Этот вопрос мучил его постоянно с тех самых пор, как он оказался на улице. Он понимал, что это сон и не у нее нужно спрашивать, но удержаться не мог.
Она обернулась и ответила голосом судьи.
– По совокупности содеянного.
Лицо ее было бесстрастно, как у конного индейца. Витек знал, что она права и что она – последняя, у кого надо искать сочувствия. И все же спросил опять.
– Это можно исправить?
– Исправить можно все.
– Но как?
– Обходи Садовое! – сказала она почти требовательным тоном
И ушла.
Витек не мог вернуться домой без почты. Мама сейчас готовила ужин.

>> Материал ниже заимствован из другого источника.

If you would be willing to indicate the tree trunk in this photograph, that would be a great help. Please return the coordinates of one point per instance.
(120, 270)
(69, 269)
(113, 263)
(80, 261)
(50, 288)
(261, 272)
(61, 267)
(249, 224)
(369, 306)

Она никогда не спрашивала его о почте и почти не интересовалась ею, разве что журналом "Работница", но он знал, что вернуться домой теперь совершенно невозможно.
"Куда же я пойду? – подумал он. – Мне ведь только четырнадцать лет. И где находится это самое Садовое?"
На улице уже сгущались сумерки. В доме напротив зажглись окна, а он все стоял у почтовых ящиков и ждал, неизвестно чего. Почему нет даже писем? Что случилось? Видно, отправители решили, что раз он не может их прочитать, то нечего и слать.
Нет, не может быть, чтобы он остался совсем один. Сейчас мать выйдет на балкон и позовет его ужинать. А он как раз откроет входную дверь и скажет.
– Я уже дома!
"Обойдемся без почты", – решил он и стал подниматься по ступенькам. Но странное дело – сколько он ни шел, а они все не кончались. Он не мог преодолеть даже первый пролет лестницы. Тогда он побежал, но получилось так, как если бы он бежал вверх по эскалатору, опускающемуся вниз. Он выбился из сил и остановился. Он стоял все на той же первой ступеньке. Дом сделался для него недоступным. Вот если бы у него в руках была почта, тогда он смог бы подняться к своей квартире. Не взять ли у соседей, а потом вернуть? Он повернулся к их ящикам, но они были уже пустыми. А никто, вроде бы, не проходил мимо. Выхода не было – нужно уходить. Он вышел из подъезда и пошел в ночь по неосвещенной улице. Без денег, без защиты, без поддержки. По щекам его побежали слезы.
Так в слезах он и проснулся. Он лежал в темном подвале, одетый в бабские тряпки, и плакал. Он не стеснялся слез, которые все равно никто не мог увидеть. "Господи, – подумал он, – ну почему жизнь так несправедлива ко мне? Я больше не хочу быть бомжом. Лучше умереть, чем так жить. Лучше сдохнуть под дубинкой того придурка, но попробовать что-нибудь изменить. Все, хватит бояться! Завтра же выхожу на Садовое".